The oil multi-billionaire Harold Simmons, described as Dallas' Most Evil Genius, is among the most outspoken of the Forbes 400 against the President. "Obama is the most dangerous American alive," he told the Wall Street Journal in a rare March interview, "because he would eliminate free enterprise in this country."

Neither Charles nor David Koch (the richest and most nefarious and notorious brothers in America) have made any secret of their antipathy towards Obama. Charles, however, was especially candid at a fundraising summit back in 2011, when he didn't realize he was being taped. Mother Jones obtained audio of Charles Koch appearing to compare Obama to Saddam Hussein.

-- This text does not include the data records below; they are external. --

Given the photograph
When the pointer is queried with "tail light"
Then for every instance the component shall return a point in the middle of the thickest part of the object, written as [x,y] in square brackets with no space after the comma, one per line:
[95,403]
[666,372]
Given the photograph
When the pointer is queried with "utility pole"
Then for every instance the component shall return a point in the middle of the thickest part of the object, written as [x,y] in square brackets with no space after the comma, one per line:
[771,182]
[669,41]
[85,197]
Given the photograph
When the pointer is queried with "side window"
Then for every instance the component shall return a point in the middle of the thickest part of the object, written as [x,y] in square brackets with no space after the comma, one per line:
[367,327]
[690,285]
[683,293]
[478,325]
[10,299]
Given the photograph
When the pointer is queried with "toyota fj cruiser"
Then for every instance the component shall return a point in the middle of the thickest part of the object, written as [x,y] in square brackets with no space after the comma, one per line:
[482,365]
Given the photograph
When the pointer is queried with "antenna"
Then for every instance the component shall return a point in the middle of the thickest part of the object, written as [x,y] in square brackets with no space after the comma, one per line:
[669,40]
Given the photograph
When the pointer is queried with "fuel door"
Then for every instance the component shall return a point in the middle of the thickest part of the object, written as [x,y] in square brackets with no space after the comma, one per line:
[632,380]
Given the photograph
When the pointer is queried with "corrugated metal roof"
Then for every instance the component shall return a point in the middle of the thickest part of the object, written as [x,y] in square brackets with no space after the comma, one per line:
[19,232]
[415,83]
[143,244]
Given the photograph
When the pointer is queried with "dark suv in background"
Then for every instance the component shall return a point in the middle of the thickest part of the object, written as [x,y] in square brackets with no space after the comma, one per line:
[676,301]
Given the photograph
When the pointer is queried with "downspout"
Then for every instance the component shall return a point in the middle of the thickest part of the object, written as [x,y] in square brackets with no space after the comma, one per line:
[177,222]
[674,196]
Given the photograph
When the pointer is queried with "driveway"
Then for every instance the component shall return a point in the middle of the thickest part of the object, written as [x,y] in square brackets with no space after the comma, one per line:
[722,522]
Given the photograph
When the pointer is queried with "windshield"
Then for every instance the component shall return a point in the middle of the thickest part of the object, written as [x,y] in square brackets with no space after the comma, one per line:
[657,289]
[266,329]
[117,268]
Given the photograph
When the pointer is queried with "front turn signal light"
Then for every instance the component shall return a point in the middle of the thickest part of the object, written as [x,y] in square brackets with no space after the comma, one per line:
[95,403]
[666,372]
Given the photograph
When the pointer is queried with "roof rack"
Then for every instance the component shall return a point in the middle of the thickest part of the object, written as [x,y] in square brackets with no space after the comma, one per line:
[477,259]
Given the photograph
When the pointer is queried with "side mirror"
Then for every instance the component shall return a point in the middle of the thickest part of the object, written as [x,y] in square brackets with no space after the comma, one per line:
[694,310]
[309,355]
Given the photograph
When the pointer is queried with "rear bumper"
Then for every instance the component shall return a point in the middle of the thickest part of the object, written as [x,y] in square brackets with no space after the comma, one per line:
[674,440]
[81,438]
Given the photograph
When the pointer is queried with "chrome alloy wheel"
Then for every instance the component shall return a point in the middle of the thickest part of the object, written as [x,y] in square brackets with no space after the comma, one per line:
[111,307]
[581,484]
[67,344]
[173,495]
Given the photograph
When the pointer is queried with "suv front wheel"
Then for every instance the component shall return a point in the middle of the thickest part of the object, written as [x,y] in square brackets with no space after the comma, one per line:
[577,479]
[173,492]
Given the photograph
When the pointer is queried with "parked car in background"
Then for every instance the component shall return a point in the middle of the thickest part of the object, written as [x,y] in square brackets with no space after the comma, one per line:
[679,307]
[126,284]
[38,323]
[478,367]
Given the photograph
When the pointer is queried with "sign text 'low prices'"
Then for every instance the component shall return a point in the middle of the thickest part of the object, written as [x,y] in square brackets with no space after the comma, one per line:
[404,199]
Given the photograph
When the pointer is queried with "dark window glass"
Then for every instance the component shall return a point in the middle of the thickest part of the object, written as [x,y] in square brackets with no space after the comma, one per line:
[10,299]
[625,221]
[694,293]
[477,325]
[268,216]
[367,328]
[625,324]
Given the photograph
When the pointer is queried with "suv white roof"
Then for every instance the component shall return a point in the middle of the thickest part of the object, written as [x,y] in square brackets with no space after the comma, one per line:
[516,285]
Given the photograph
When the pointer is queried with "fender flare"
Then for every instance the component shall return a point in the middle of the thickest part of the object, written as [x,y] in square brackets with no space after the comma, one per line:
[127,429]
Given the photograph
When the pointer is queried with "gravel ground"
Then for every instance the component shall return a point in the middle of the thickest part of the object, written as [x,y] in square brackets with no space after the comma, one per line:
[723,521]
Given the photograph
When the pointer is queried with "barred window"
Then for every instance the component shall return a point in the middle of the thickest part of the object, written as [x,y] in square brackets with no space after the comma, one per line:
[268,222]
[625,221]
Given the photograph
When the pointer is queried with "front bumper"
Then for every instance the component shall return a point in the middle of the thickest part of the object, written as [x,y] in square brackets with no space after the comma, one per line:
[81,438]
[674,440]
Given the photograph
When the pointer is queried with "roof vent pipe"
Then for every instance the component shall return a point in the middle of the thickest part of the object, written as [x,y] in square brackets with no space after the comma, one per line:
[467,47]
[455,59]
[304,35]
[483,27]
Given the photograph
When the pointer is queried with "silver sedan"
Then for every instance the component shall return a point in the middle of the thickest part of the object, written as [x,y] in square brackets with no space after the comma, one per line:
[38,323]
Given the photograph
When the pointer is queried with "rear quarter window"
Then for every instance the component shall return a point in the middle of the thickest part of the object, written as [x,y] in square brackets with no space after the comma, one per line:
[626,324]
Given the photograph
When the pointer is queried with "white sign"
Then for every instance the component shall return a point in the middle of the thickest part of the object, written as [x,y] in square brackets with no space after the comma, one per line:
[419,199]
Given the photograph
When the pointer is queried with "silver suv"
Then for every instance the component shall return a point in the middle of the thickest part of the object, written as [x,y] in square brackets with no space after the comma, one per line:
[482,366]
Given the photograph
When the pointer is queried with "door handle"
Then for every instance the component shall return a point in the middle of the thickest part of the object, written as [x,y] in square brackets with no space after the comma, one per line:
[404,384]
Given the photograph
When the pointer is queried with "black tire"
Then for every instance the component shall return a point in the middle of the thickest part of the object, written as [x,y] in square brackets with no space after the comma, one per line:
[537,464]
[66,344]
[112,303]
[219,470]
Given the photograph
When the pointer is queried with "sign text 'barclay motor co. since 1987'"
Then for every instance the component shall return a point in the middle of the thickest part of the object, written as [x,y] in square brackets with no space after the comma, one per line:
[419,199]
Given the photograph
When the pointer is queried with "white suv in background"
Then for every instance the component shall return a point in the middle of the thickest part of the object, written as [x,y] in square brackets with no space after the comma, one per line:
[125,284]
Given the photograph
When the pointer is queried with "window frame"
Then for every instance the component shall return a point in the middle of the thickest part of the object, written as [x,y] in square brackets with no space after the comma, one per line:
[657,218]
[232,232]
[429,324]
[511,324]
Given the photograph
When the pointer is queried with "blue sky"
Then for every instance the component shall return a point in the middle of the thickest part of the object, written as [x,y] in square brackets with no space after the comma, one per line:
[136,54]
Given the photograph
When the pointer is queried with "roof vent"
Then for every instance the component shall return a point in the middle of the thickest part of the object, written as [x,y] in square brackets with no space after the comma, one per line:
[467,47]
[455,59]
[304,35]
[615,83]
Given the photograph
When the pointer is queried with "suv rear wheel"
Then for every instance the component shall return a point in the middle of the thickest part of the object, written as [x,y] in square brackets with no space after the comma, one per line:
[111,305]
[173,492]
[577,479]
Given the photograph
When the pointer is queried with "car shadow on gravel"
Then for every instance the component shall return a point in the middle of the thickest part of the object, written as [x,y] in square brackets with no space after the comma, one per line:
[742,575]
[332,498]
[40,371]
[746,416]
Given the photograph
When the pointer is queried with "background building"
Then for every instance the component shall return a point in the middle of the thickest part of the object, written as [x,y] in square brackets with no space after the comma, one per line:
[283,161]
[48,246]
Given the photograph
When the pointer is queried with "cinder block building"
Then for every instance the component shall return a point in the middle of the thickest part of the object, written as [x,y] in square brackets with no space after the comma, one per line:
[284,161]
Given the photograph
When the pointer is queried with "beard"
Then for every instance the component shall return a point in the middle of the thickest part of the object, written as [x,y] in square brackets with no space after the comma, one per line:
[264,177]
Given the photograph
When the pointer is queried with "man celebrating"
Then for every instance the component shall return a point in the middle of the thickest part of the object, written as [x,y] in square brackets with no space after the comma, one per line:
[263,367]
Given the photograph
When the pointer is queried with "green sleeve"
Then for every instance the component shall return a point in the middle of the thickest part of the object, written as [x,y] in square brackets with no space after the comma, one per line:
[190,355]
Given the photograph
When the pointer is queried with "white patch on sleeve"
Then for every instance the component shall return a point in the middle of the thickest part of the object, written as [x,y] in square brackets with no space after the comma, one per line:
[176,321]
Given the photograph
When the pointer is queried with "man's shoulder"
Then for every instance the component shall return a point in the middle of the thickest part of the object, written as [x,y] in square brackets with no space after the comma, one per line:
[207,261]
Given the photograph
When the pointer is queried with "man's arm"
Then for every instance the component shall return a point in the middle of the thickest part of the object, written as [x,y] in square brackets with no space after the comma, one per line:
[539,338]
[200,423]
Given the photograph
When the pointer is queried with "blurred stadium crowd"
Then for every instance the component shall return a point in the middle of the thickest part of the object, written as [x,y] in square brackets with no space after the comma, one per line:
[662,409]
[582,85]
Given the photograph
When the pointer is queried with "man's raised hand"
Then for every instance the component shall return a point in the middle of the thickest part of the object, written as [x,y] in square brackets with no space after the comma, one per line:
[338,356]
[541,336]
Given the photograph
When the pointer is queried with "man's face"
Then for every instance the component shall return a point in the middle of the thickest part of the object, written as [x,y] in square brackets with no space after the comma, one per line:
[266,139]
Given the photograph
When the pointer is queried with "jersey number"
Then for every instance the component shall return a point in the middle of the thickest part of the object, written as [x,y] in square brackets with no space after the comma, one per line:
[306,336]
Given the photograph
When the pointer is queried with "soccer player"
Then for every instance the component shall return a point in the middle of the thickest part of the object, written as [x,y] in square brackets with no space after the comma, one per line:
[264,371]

In a rare interview with GQ magazine for a July story on income inequality, Public Storage billionaire and thoroughbred racing enthusiast B. Wayne Hughes sounded not unlike Steve Wynn. He described feeling victimized by Obama and Progressive Democrats, who wanted to slightly increase taxes on the rich --- such as taxing capitals gains as regular income --- or at the very least, at 30% under the Buffett Rule (and not 9% as proposed by Herman Cain). B. Wayne Hughes: "Politically, I'm on the enemy list. I've lived my whole life doing what I thought was right, and now I'm an enemy of the state." (That poor, poor man!)

Home Depot founder Ken Langone has never been shy in his criticism of the President. In one CNBC interview in 2011 the conservative donor described Obama as petulant and un-presidential. Ken Langone: "He's dividing us!" Also, in an interview on Fox News with Sean Hannity last year, the multi-billionaire Home Depot co-founder Bernie Marcus said that a second term for President Obama would bring “despair.” (Those poor, poor men!)

Amway co-founder Rich DeVos is a longtime conservative donor known to be on the invite list for Charles and David Koch's biannual summits of rich right-wingers discussing political strategy. Back in 2009 DeVos told an interviewer in his home state of Michigan: "[Obama] is a little scary to me."

Chicago Cubs owner Joe Ricketts was embroiled in a scandal when news broke that he was considering funding an ad campaign painting Obama as a "metro-sexual, black Abe Lincoln." He backed out of that arrangement but remained a financier of a documentary showing the President's purported "anti-colonial" views. In a 2010 university commencement speech, Ricketts' anti-Obama sentiment was already on display: "Our Republic is under assault from our government," he said.

Real estate and publishing tycoon Mort Zuckerman calls himself "a former Obama supporter." He wrote an op-ed endorsing the President in his own tabloid The Daily News in 2008. Since, he's expressed disappointment, telling the Wall Street Journal: "It's as if he [Obama] doesn't like people." In an op-ed in that same newspaper months earlier, he'd written: "I long for a triple-A president to run a triple-A country."